The expectations of our campus community regarding sexual misconduct can be summarized as follows:  In order for individuals to engage in sexual activity of any type with each other, there must be clear, knowing, and voluntary consent prior to and during sexual activity.  Consent is sexual permission.  Consent can be given by word or action, but non-verbal consent is not as clear as talking about what you want sexually and what you do not.  Consent to some form of sexual activity cannot be automatically taken as consent to any other form of sexual activity.  Previous consent does not imply consent to sexual activity in the future.  Silence or passivity -- without actions demonstrating permission -- cannot be assumed to show consent.  Consent, once given, can be withdrawn at any time.  There must be a clear indication that consent is being withdrawn; withdrawal of consent requires an outward demonstration, through understandable words or actions, that clearly conveys that a party is no longer willing to engage in sexual activity.  Once consent is withdrawn, the sexual contact must cease immediately.

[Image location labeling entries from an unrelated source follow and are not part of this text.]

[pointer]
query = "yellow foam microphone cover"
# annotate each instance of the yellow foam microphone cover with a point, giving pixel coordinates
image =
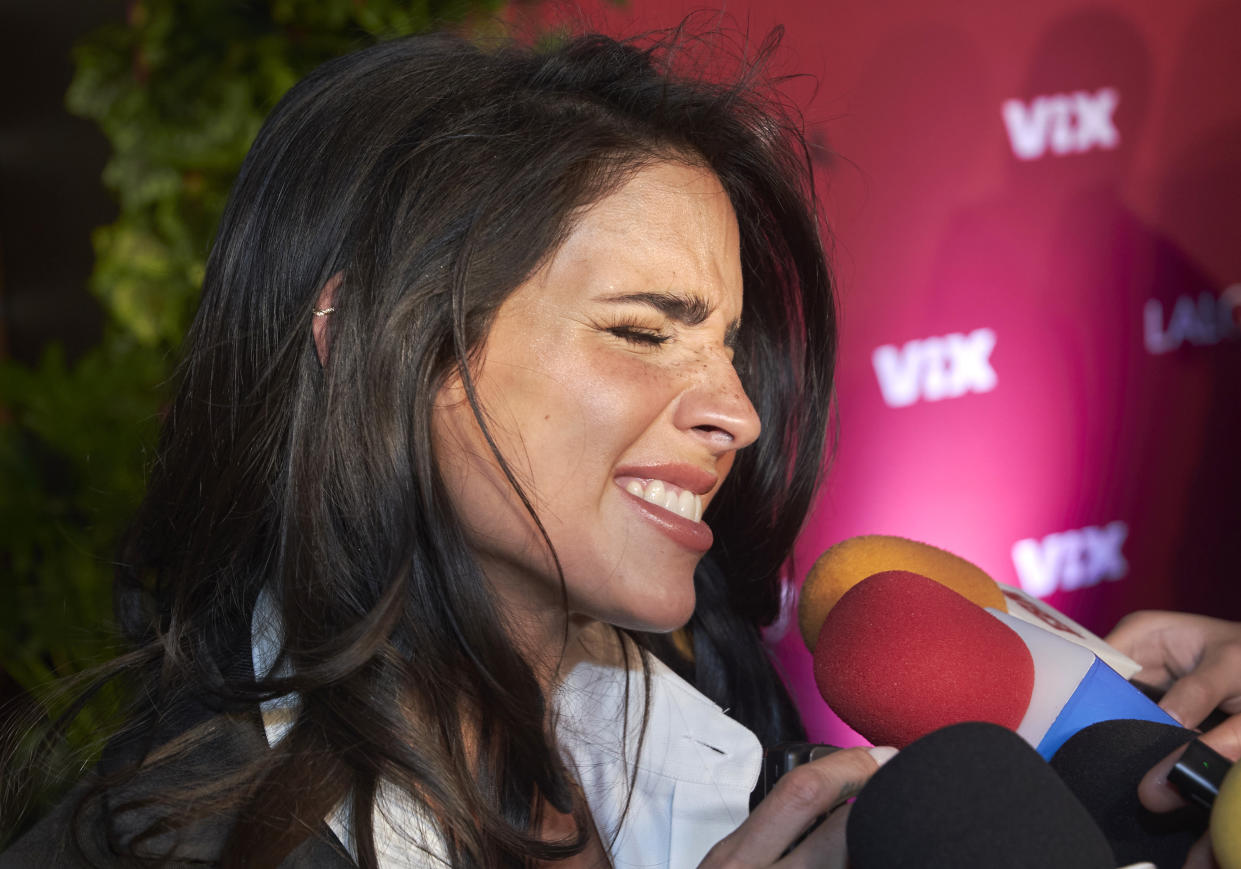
(1226, 821)
(853, 560)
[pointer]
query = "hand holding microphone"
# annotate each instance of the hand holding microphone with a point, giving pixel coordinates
(1198, 662)
(904, 654)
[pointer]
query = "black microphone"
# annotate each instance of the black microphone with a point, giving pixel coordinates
(972, 796)
(1102, 765)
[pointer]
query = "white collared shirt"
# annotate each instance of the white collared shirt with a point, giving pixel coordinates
(691, 781)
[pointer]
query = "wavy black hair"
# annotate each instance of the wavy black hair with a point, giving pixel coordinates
(434, 176)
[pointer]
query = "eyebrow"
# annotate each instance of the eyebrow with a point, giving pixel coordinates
(688, 308)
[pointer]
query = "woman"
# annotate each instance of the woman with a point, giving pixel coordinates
(508, 366)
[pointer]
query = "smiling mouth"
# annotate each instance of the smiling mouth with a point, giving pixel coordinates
(659, 493)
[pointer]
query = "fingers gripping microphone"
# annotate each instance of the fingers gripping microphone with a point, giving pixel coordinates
(1102, 765)
(971, 796)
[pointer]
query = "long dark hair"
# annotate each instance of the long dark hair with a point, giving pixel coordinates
(434, 176)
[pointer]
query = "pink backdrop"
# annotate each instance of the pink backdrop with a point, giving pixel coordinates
(1035, 215)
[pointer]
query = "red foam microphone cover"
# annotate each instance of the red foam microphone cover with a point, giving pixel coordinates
(901, 656)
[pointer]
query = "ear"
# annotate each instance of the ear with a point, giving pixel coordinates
(323, 309)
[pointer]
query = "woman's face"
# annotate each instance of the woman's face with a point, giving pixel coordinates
(607, 382)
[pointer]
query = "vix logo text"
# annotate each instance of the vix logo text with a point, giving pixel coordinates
(1203, 320)
(1070, 560)
(1065, 123)
(936, 368)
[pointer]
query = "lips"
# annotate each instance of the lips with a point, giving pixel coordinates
(670, 497)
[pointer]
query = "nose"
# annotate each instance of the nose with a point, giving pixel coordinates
(715, 407)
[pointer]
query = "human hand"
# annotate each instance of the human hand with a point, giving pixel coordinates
(1196, 661)
(801, 796)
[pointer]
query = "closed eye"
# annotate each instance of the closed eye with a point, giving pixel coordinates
(639, 335)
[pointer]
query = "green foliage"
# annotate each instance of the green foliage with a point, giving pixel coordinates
(180, 91)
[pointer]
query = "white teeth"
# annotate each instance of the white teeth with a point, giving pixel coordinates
(681, 502)
(685, 505)
(654, 492)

Additionally, there is a difference between seduction and coercion/exploitation.  Coercing someone into sexual activity violates this policy in the same way as physically forcing someone into sex.  Coercion and exploitation happens, for example, when someone is pressured unreasonably for sex or when someone is given drugs or alcohol in order to facilitate a sexual assault (as discussed below).  Because alcohol or drug use can place the capacity to consent in question, sober sex is less likely to raise such questions.  When alcohol or other drugs are being used, a person will be considered unable to give valid consent if they cannot fully understand the details of a sexual interaction (who, what, when, where, why, or how) because they lack the capacity to reasonably understand the situation.  Individuals who consent to sex must be able to understand what they are doing.  Under this policy, “No” always means “No,” and “Yes” may not always mean “Yes.”  Anything but a clear, knowing and voluntary consent to any sexual activity is equivalent to a “No.”